Ora la N. 1 è stata restituita alla città dopo un attento lavoro di restauro

Locomotiva n.1 a Brescia: terminati i lavori di restauro

Locomotiva n.1 a Brescia: terminati i lavori di restauro.

Terminati i lavori di restauro alla Locomotiva n.1

Sono giunti a termine i lavori di restauro della Locomotiva n.1 a Brescia, storica  motrice ferroviaria della Società Nazionale Ferrovie e Tranvie che, dopo aver percorso circa 2,5 milioni di chilometri, dal 17 settembre 1961 si trova nel piazzale del bastione San Faustino del Castello di Brescia, rappresentando il primo esempio italiano di monumento ferroviario. Ora la N. 1 è stata restituita alla città dopo un attento lavoro di restauro.

 

Brevi cenni storici

La locomotiva n. 1, uscita alla fine del 1906 dalle Casa delle Costruzioni Meccaniche di Saronno, attiva dal 1887 al 1918 e per decenni filiale italiana della Maschinenfabrik Esslingen AG, divenne operativa da subito, dal 1907, sulla tratta Brescia-Cremona passando per Iseo-Edolo-Rovato-Soncino. La N° 1 della Società Nazionale Ferrovie e Tranvie, “faceva parte di un ordinativo 0-3-0 di sette macchine a rodiggio con distribuzione sistema Allan realizzata dalle Costruzioni Meccaniche di Saronno” “con il n. di fabbrica 284 e consegnata alla S.N.F.T. sul finire del 1906, anche se i dati disponibili la danno come immatricolata, unitamente alle altre sei unità, solo nel 1907.
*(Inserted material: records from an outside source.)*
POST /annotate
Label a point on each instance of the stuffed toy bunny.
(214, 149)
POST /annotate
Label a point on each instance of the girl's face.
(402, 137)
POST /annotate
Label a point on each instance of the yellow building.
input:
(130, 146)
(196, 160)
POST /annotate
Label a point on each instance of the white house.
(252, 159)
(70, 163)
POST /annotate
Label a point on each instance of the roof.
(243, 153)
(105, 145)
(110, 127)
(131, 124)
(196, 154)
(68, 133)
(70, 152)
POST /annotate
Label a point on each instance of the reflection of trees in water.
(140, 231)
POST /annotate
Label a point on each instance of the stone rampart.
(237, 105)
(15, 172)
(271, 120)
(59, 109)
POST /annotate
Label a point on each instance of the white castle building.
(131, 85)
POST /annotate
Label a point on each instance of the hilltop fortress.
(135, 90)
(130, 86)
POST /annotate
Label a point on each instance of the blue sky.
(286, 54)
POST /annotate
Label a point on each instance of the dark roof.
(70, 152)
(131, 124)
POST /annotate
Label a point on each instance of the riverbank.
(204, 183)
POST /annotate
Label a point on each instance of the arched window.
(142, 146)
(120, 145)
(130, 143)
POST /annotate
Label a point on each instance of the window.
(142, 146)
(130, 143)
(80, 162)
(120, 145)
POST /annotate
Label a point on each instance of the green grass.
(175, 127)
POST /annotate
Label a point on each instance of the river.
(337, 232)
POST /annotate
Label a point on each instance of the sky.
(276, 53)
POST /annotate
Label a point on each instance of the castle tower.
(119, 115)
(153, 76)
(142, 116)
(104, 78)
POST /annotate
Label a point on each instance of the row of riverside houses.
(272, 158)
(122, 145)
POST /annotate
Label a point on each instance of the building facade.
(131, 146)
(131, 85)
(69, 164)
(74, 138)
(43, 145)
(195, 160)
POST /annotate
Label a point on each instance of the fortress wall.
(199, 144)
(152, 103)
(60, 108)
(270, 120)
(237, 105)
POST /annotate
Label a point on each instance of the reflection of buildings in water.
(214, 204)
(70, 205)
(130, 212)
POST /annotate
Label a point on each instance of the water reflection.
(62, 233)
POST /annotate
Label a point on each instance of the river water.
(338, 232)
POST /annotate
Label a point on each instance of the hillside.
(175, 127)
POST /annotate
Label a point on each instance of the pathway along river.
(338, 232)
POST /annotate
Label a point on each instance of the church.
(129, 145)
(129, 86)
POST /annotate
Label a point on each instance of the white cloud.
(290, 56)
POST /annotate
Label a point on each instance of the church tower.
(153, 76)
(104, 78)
A seguito dell’aumento del traffico e dell’estensione della rete ferroviaria, le locomotive del gruppo 1 vennero utilizzate per il trasporto passeggeri senza comunque disdegnare il loro impiego nel servizio trasporto merci. Successivamente al conflitto mondiale, l’attività della locomotiva proseguì fino agli anni ‘60. Con l’avvento dei mezzi Diesel della Breda, il destino di dismissione della n° 1 sembrava segnato; sul finire del 1959 iniziò gradualmente la sostituzione dell’intero Parco a vapore. Dalla seconda metà del 1961 la locomotiva già sostava sullo Scalo Merci F.S. di Via Dalmazia.

La determinazione di tutti i soci del Club Ferromodellismo Bresciano, costituitosi in quegli anni, ed in particolare, come recita la cronaca locale, della signorina Dada Bruneri, resero possibile la “cessione formale” della Macchina della S.N.F.T. al Club, alla “simbolica cifra di 1 lira”, anche se ad oggi non esistono documenti registrati che testimoniano tale passaggio. Alla determinazione del Club si aggiunse la disponibilità della ditta di trasporti eccezionali Besenzoni, che attuò l’impresa di portare la “Leonessa D’Italia” di 330 quintali, in Castello.

Il momento più delicato, così come riportano dalle cronache, fu il passaggio sul ponte levatoio, opportunamente rinforzato e protetto, unitamente al portone d’ingresso, che subì una piccola modifica temporanea del rosone dell’inferriata superiore, per consentire alla locomotiva con il suo “duomo” di poter varcare la soglia del Falcone d’Italia. Per facilitarne il trasporto, la locomotiva venne privata della cabina, del fumaiolo, della cassa laterale destra dell’acqua e del complesso dei cilindri sul medesimo lato, rendendo più agevole il transito e le manovre conseguenti.

Il 17 settembre 1961, dopo aver percorso ben 2.500.000 Km, venne inaugurato, per volontà del sindaco Bruno Boni, il primo Monumento alla “locomotiva a vapore” e collocato nel piazzale del bastione San Faustino in Castello, in ricordo del lavoro e del sacrificio del popolo bresciano.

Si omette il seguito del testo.